Les gens s'endorment autour de nous, on se réfugie au wagon restaurant où règne une ambiance de croisière fauchée. Toutes les classes, les nationalités sont confondues, échapper à la nuit est notre seul point commun. Les russes jouent aux cartes, les thaïs sont plongés dans la télé et son karaoké sans micro, les travailleurs déboutonnent l'uniforme et savourent un whisky avant la nuit trop courte, un grand-père malais boit son café et nous on fait des aller-retour de notre table à la plate-forme prendre l'air chaud de la nuit. Joi remplit nos verres d'heineken qu'il adore et me raconte son Paris où il a travaillé six mois comme acheteur chez Louis Vuitton pour un riche patron. Il me raconte les histoires des étranges personnages qui s'arrêtent à notre table, serveurs, mécanicien, riche propriétaire de plantation de palmiers à huile, jeune thaï du sud qui rentre chez lui. Joi parle six langues et m'apprends à différencier les malais des thaïs, mauvaise élève. Pas facile pour un pays si multi-éthnique.

Je rejoints ma couchette et dors tant bien que mal luttant contre le ronflement olympique de mon gros voisin du dessous, le froid terrible de l'air conditionné et le néon qui pend à cinq centimètres de mes yeux. Pour le confort on prendra l'Orient-Express ! Maipelay comme on dit en Thailande, les bercements des rails suffisent à me rendre heureuse.

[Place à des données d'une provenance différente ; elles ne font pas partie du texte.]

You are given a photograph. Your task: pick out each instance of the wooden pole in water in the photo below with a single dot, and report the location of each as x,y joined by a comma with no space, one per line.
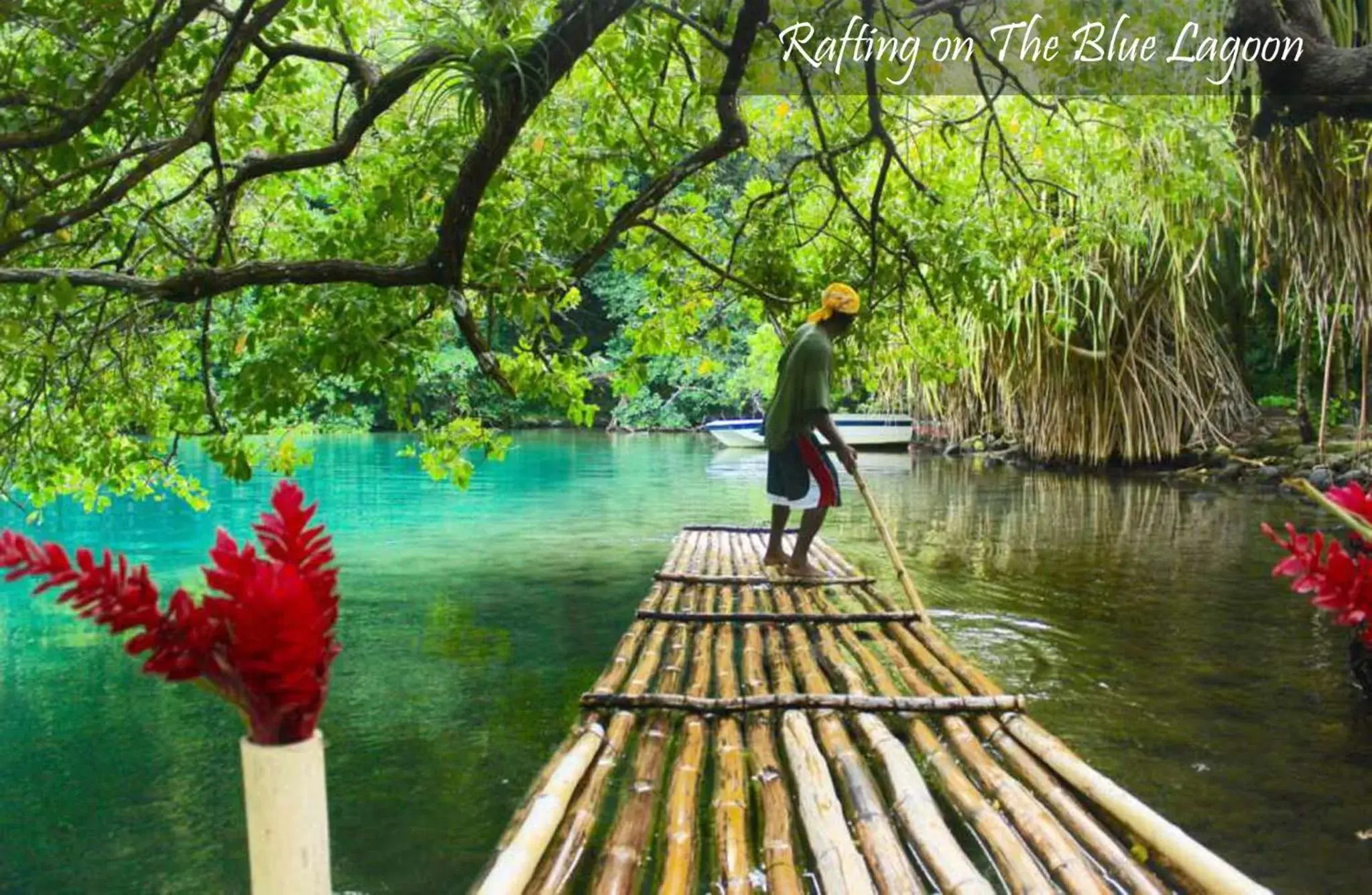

J'émerge à 7h, ne sais toujours pas où m'asseoir tant que les couchettes ne sont pas démontée.. Ma voisine asiatique m'invite à partager le siège vide en face d'elle. Ryoko est japonaise et travaille/étudie à Bangkok. Toutes les routes mènent en Thaïlande on dirait...Elle sera ma future roomate et compagnon de visite à Georgetown pendant son seul jour de passage ici. Joi nous rejoint et la matinée avance tranquillement en récits, passage de frontière et micro sieste.

926 km que je regrette pas d'avoir parcouru en 24h.